In an interview with an Italian press freedom NGO that got in touch with me because of all that was happening this last month, I was asked what I intended to do about my and my family’s safety. I told them I had decided to spend some time away from the country because I wasn’t comfortable with my state of security here.
The security concerns come in three layers.
First, I am a frontline government critic with political enemies everywhere. I am misrepresented on an almost daily basis on the Labour Party media as some puppet master of the Opposition Leader. I am fairly recognisable and my family has suffered as a result of that in the past. One time, my wife was assaulted in broad daylight in the street, physically hurt and her phone destroyed. There are court protection orders on those assailants and others who have resorted to explicit threats that led to criminal prosecutions.
Second, I went through two weeks of cyber-intimidation, email and website spoofing, text harassment, and anonymous phone calls. The content of these efforts all appeared to have been made with the intent of confirming what Yorgen Fenech’s defenders in court and outside it were alleging about my reporting. It is clear that I have been singled out, by him, as Yorgen Fenech’s principal enemy in the press.
Third, an election is approaching and tension is mounting. There are Labour voters that think of the election as an opportunity to punish and silence critics of the government like me. There are people who claim they vote for the Nationalist Party who think that critics of the government, like me, are to blame for the Nationalist Party losing elections. In this heat anyone comforted by the environment of impunity, the propaganda on Labour news media, and the discrediting campaign supporting Yorgen Fenech, might think it heroic to cause me, or my family, or my property physical damage.
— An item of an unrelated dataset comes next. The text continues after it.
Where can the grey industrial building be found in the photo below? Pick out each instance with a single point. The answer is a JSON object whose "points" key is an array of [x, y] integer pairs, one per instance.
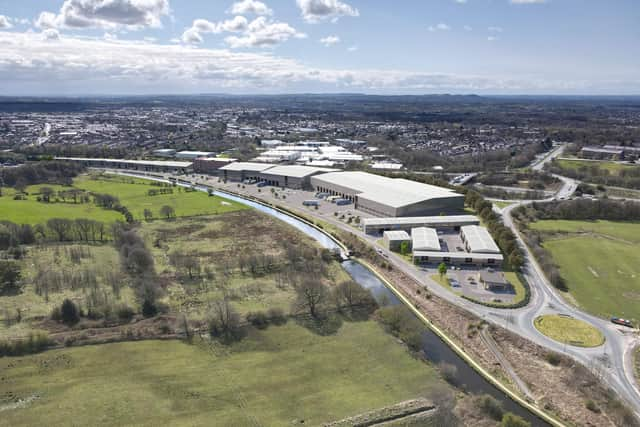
{"points": [[391, 197], [456, 258], [291, 176], [478, 240], [394, 239], [424, 239], [239, 171], [211, 165], [451, 222], [137, 165]]}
I would be irresponsible not to take measures to avoid inviting violence.
During the cyber-bullying of two weeks ago, I took up the opportunity to participate in the European Centre for Press and Media Freedom’s program of offering safe houses for journalists at risk.
In the context above, I saw this and continue to see this as an opportunity to draw the heat away from my family and I took up the offer.
The ECMPF scheme “offers temporary shelter for journalists facing harassment and intimidation as a direct result of their work.”
I am not surprised to learn that Caroline Muscat, who has written about my decision to leave, had been previously offered participation in this program too. I respect her decision not to take the offer, for her reasons, but I cannot fathom why her article of last night would imply that it is not true I am leaving Malta because of safety issues, perceived or otherwise.
She suggests I am leaving Malta to find a job elsewhere.
The first answer is that even if this is true, I don’t understand the objection. If instead of the EMCPF I got a call from a hotel in Vladivostok offering me a dishwasher’s job in their staff kitchen as an opportunity to stay away for a while, I would have taken it.
The real issue here is that being a truth-seeking journalist in Malta has become a risky business. Caroline Muscat knows and has experienced the intimidation too. Thus, her attempt to discredit me and cast doubts about my motivations is surprising and saddening.
I have taken this decision in order to seek, as best I can, the safety of my family. Everybody is free to disagree with that strategy and may feel, as The Shift News evidently does, that leaving them for months while I camp in an apartment somewhere is my idea of fun.
It is not and I am grateful to the Institute of Journalists and the many others who have shown support and understanding.